The market-implied 1-standard-deviation range for EMLP extends from approximately $40.89 on the downside to $46.55 on the upside. A EMLP collar hedges an existing long EMLP position with a protective put while financing the put cost via a short call; when the premiums roughly offset, the collar acts as a near-zero-cost insurance band around the current spot. Current EMLP IV rank near 2.02% sits in the lower third of its 1-year distribution, where IV often re-expands toward the mean; this favors premium-buying structures and disadvantages premium-selling structures on EMLP at 22.60%. As a Financial Services name, EMLP options can move on sector-level news flow (peer earnings, regulatory updates, industry-specific macro data) in addition to EMLP-specific events.

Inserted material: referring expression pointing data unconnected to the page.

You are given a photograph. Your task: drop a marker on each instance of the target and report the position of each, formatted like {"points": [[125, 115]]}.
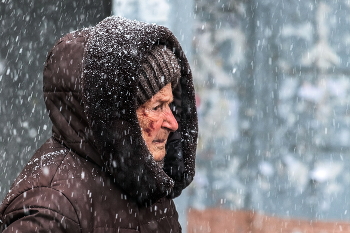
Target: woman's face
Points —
{"points": [[157, 121]]}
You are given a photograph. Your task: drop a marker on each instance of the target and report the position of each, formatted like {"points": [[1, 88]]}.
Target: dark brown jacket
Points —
{"points": [[95, 174]]}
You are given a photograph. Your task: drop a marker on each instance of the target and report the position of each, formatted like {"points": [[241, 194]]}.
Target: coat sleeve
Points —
{"points": [[40, 210]]}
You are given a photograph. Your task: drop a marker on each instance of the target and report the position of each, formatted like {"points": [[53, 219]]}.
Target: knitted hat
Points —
{"points": [[159, 68]]}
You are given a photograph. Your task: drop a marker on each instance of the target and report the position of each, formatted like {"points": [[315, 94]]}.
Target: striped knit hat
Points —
{"points": [[159, 68]]}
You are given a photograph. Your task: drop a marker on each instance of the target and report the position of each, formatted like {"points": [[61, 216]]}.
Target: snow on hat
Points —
{"points": [[159, 68]]}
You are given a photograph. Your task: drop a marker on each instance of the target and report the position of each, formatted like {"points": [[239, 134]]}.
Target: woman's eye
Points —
{"points": [[158, 107]]}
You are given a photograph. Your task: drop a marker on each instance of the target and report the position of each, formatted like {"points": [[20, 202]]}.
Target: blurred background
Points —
{"points": [[273, 92]]}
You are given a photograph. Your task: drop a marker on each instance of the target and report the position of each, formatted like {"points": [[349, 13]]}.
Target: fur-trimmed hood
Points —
{"points": [[90, 85]]}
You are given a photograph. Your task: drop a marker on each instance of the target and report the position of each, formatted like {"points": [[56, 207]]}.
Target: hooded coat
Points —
{"points": [[95, 174]]}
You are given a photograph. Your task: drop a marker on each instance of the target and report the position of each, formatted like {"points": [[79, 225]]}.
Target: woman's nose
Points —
{"points": [[169, 121]]}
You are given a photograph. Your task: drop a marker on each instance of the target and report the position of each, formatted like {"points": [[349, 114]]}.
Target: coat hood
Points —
{"points": [[90, 86]]}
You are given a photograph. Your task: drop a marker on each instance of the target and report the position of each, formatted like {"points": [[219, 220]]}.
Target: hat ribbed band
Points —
{"points": [[159, 68]]}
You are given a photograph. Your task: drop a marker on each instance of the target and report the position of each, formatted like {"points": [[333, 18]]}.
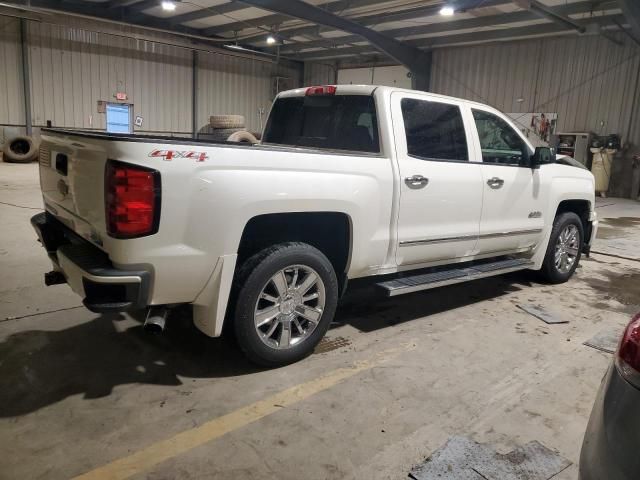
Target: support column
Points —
{"points": [[26, 76]]}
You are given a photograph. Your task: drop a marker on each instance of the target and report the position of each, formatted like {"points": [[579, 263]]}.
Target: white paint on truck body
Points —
{"points": [[208, 198]]}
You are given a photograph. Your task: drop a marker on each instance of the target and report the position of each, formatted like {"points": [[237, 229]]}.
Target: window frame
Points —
{"points": [[399, 132], [335, 151], [510, 123]]}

EMLP collar positions are structurally neutral (protective); the modeled P&L assumes European-style exercise at expiration and ignores early assignment, transaction costs, dividends paid before expiry on the stock leg (when present), and the bid-ask spread on the listed chain. EMLP positions also carry Financial Services sector concentration risk; news flow inside the sector (peer earnings, regulatory shifts, supply-chain headlines) can move EMLP alongside the broader basket even when EMLP-specific fundamentals are unchanged. Always rebuild the position from current EMLP chain quotes before placing a trade.

Frequently asked questions

What is a collar on EMLP?
A collar on EMLP is the collar strategy applied to EMLP (etf). The strategy is structurally neutral (protective): A collar pairs long stock with a protective out-of-the-money put financed by a short out-of-the-money call, capping both tails of the position around the current spot. With EMLP etf trading near $43.72, the strikes shown on this page are snapped to the nearest listed EMLP chain strike and the premiums come straight from the end-of-day bid/ask midpoint.
How are EMLP collar max profit and max loss calculated?
Max profit roughly equals short-call strike minus cost basis plus net premium; max loss roughly equals cost basis minus long-put strike minus net premium. Breakeven shifts by the net premium. For the EMLP collar priced from the end-of-day chain at a 30-day expiry (ATM IV 22.60%), the computed maximum profit is unbounded per contract and the computed maximum loss is unbounded per contract. Live intraday quotes will differ as the chain moves through the trading session.
What is the breakeven for a EMLP collar?
The breakeven for the EMLP collar priced on this page is no defined breakeven on the modeled curve at expiration, derived from end-of-day chain premiums. Breakeven is the underlying price at which the strategy's P&L crosses zero ignoring transaction costs and assignment risk. The current EMLP market-implied 1-standard-deviation expected move is approximately 6.48%; if the move sits well outside the breakeven distance, the structure's risk-reward becomes correspondingly tighter.
When should you consider a collar on EMLP?
Collars on EMLP hedge an existing long EMLP etf position; the long put sets a floor while the short call finances it, often run as a near-zero-cost hedge during expected volatility windows.
How does current EMLP implied volatility affect this collar?
EMLP ATM IV is at 22.60% with IV rank near 2.02%, which is on the low end of its 1-year range. Premium-buying structures (long call, long put, debit spreads) are relatively cheap in this regime; premium-selling structures collect less credit per unit risk.